ディレクトリ抽象化層は、アイデンティティボールトデータの論理的なビューを提供しています。一連のエンティティと関連する属性は、ユーザアプリケーションでユーザに表示、変更、削除させるアイデンティティボールトオブジェクトに基づいて定義します。ディレクトリ抽象化層:
アイデンティティボールトに対して、すべてのユーザアプリケーションのLDAP クエリを実行します。これはアイデンティティボールトからプレゼンテーション層ロジックを分離し、識別データに対する要求がすべてディレクトリ抽象化層を経由するようにします。
ユーザアプリケーション経由で行われたデータ要求の制約とアクセス制御をチェックします。

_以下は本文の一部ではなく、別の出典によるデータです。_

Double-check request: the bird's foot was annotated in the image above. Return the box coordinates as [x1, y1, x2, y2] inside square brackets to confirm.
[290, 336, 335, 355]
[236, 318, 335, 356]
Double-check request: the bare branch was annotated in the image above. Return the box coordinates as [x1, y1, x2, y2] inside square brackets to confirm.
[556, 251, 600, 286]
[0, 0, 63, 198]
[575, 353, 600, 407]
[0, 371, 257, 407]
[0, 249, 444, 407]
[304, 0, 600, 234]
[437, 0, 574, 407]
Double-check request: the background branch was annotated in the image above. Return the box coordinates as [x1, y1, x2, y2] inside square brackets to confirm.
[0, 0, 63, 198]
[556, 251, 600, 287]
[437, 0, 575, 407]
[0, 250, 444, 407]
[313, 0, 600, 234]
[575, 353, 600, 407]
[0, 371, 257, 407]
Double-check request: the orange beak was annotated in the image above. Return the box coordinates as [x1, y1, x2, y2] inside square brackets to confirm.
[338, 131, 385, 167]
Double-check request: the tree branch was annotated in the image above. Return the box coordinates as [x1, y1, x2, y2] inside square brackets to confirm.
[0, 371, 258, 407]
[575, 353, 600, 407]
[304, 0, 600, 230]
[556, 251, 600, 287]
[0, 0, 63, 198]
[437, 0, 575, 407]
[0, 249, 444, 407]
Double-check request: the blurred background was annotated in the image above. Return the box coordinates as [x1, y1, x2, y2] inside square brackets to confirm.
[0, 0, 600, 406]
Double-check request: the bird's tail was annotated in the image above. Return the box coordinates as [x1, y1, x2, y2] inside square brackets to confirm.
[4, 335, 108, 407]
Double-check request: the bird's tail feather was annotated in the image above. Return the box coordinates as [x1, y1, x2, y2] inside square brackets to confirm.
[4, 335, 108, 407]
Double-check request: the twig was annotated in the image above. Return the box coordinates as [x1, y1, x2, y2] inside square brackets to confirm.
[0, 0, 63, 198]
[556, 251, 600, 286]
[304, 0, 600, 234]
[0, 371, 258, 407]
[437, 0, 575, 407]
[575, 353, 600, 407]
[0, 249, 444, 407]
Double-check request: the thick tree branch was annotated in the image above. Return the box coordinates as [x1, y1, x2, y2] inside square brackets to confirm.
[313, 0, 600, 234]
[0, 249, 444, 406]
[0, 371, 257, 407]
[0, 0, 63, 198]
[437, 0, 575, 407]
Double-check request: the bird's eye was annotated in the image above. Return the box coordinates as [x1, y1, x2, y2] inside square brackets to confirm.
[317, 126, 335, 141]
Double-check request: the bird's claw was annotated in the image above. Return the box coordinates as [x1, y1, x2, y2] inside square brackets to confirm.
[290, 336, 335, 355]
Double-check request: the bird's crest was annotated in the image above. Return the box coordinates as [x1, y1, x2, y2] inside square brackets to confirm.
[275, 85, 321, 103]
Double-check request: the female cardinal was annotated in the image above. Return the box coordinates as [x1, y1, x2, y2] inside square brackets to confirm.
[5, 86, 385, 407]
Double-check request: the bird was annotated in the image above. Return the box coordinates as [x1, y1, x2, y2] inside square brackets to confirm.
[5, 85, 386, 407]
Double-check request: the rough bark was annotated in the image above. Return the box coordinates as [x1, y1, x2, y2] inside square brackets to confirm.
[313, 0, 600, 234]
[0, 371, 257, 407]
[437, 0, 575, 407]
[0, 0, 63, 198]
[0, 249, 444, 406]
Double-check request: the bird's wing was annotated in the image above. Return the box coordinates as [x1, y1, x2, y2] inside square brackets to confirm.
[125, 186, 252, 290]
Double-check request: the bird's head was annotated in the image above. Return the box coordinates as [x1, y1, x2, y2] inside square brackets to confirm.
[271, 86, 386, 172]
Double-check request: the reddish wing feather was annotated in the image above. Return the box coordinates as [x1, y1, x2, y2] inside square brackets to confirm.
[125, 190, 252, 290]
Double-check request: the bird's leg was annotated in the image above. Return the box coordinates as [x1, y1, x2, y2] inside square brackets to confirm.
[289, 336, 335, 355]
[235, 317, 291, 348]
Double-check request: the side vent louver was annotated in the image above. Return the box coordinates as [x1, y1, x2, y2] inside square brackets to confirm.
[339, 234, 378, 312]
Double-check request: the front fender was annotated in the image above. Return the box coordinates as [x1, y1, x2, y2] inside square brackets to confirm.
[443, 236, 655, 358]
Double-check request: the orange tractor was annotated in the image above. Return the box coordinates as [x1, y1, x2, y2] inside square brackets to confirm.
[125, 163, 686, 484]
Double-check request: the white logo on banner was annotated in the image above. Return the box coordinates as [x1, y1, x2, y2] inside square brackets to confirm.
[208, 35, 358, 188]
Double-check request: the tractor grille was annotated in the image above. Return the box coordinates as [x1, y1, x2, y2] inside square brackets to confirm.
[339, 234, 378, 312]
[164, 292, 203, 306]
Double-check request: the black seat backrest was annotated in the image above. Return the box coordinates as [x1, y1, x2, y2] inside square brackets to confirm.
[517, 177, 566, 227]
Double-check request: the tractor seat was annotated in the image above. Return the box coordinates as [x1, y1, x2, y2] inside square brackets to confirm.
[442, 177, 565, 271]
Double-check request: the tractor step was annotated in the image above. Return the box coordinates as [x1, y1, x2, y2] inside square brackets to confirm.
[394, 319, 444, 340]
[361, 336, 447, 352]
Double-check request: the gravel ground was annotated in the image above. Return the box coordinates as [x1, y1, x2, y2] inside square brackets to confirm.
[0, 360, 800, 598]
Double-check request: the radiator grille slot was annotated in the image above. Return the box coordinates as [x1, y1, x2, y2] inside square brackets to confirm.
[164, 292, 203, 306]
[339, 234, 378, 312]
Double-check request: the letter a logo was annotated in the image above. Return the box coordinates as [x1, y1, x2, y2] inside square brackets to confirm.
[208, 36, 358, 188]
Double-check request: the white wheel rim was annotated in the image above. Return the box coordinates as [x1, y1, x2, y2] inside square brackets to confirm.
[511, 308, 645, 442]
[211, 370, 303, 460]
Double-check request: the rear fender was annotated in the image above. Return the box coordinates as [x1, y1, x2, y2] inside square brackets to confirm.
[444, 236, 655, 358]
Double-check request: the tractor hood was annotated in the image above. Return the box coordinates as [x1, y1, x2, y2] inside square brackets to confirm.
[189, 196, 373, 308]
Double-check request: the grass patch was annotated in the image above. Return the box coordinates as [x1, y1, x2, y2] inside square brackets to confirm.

アイデンティティボールトから取得されたランタイム環境設定とエンティティ定義データをキャッシュに格納します。参照先 セクション 5.1.1, キャッシュ管理
ディレクトリ抽象化層データ定義の構造を定義するには、ディレクトリ抽象化層エディタプラグイン(iManagerのDesignerから使用可)を使用します。詳細は、『Identity Managerユーザアプリケーション:設計ガイド』のディレクトリ抽象化層エディタに関する項目を参照してください。
ワークフローエンジン(プロビジョニングモジュールで使用可)は、管理者が定義したワークフローのステップの管理と実行、およびステータス情報(データベース内)の追跡を担当する一連のJava実行形式ファイルです。必要な承認が付与された後、プロビジョニングシステムは、要求どおりにリソースのプロビジョニングを実行します。
ワークフロー実行時に、ワークフローエンジンは1つまたは複数の電子メールメッセージを送信して、ワークフローのステータスの変更を通知することができます。また、電子メールメッセージを送信して、代理人、委任、および可用性設定の更新をユーザに通知することもできます。
Identity ManagerのDesignerまたはiManagerで電子メールテンプレートを編集し、そのテンプレートを電子メール通知に使用することができます。ランタイム時、ワークフローエンジンはディレクトリからテンプレートを取得し、タグを、通知に適したダイナミックテキストに置き換えます。
ワークフローエンジンの詳細と、プロビジョニングワークフローの環境設定、管理方法については、セクション V, プロビジョニングワークフローの環境設定と管理を参照してください。
ユーザアプリケーションには、サードパーティ製ソフトウェアアプリケーションがユーザアプリケーションサービスを活用できるように、次のSOAPエンドポイントが用意されています。
表 1-1 SOAPエンドポイント
アプリケーションサーバは、ユーザアプリケーション、ディレクトリ抽象化層、およびワークフローエンジンを実行するための、ランタイムフレームワークを提供しています。ユーザアプリケーションは、Java Webアプリケーションアーカイブ、つまりWARファイルとしてパッケージ化されています。WARは、アプリケーションサーバに展開されます。
ユーザアプリケーションは、JBOSSおよびWebSphere上で動作します。サポートするプラットフォームの一覧については、『インストールガイド』を参照してください。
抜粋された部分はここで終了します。